A fan angled so that it blows over the surface of the water (so the water ripples) can cool of the water by about 2 degrees Celsius (I'm not very familiar with Fahrenheit). Fans can be quite cheap, though the cheap ones are noisy. Most people say axolotls don't like too much current, but I haven't noticed any obvious dislikes.
Another cheap, easy option are cooling blocks (or even plastic bottles of water) which you freeze and then put in the aquarium. If you do this consistently, it can cool the water down by about another 2 degrees C.
I was worried myself the stupid axolotls would bump into the frozen blocks and hurt themselves, but I've never noticed that either.
Not much fun, but also effective, is simply blocking any sunlight - wrapping the aquarium in white cloth (or, if you want to be even more ridiculous, tin foil) would definitely help. It does defeat the purpose of having an aquarium, I guess.

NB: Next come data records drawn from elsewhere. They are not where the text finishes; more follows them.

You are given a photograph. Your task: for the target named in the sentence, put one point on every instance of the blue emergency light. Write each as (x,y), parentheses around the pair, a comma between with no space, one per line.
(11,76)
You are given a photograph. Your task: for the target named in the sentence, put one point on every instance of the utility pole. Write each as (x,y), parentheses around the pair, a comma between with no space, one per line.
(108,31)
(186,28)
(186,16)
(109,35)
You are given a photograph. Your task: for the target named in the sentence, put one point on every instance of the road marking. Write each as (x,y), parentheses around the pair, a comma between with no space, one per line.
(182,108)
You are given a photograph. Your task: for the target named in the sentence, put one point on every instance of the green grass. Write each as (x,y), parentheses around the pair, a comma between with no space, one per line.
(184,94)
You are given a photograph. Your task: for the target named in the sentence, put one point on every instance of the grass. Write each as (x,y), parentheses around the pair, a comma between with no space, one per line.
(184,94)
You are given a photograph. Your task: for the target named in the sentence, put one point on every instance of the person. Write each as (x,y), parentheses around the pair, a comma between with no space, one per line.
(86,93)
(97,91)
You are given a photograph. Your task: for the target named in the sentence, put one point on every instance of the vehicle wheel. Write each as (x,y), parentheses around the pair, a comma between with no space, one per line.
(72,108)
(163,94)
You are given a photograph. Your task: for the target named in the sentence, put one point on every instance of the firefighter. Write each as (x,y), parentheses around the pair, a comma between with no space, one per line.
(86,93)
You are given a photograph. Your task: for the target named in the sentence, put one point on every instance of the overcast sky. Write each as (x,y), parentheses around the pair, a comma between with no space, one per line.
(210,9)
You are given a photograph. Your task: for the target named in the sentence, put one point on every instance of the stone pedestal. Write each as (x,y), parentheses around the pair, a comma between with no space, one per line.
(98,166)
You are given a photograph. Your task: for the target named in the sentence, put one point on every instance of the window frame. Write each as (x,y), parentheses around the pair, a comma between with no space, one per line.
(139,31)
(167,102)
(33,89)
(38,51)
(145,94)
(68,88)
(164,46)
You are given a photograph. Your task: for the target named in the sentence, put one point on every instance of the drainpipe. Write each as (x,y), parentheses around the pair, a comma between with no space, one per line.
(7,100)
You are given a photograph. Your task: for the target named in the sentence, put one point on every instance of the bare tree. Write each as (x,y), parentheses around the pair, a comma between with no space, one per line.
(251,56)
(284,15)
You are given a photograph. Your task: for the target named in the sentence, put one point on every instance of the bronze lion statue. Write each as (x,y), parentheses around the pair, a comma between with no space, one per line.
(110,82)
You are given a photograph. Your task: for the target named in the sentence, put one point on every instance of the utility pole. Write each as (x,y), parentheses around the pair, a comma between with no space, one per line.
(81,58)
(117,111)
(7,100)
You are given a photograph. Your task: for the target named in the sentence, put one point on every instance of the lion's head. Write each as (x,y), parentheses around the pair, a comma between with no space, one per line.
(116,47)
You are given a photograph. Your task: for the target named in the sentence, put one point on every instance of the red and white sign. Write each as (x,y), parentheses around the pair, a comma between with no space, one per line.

Chillers are definitely expensive, but their job can also be replaced by your fridge and manpower. A chiller is basically a small fridge that the water gets pumped through. If you can get a few gallon of tank water in the fridge, and keep swapping the water in the tank with the water from the fridge (back and forth), you're basically doing the job of the chiller. I doubt you'd want to do that for a whole summer, and do be careful not too replace too much water at once. Sudden temperature fluctuations aren't good for aquariums.
Lastly - and I won't make any friends with this - 80 degrees Fahrenheit is survivable. The axolotls definitely won't like it, and it's not good for their long-term health but if you can keep the water clean, they'll manage a few days of 80 degrees.
Of course you should try your best to prevent this, but don't panic and think they'll drop dead from the temperature.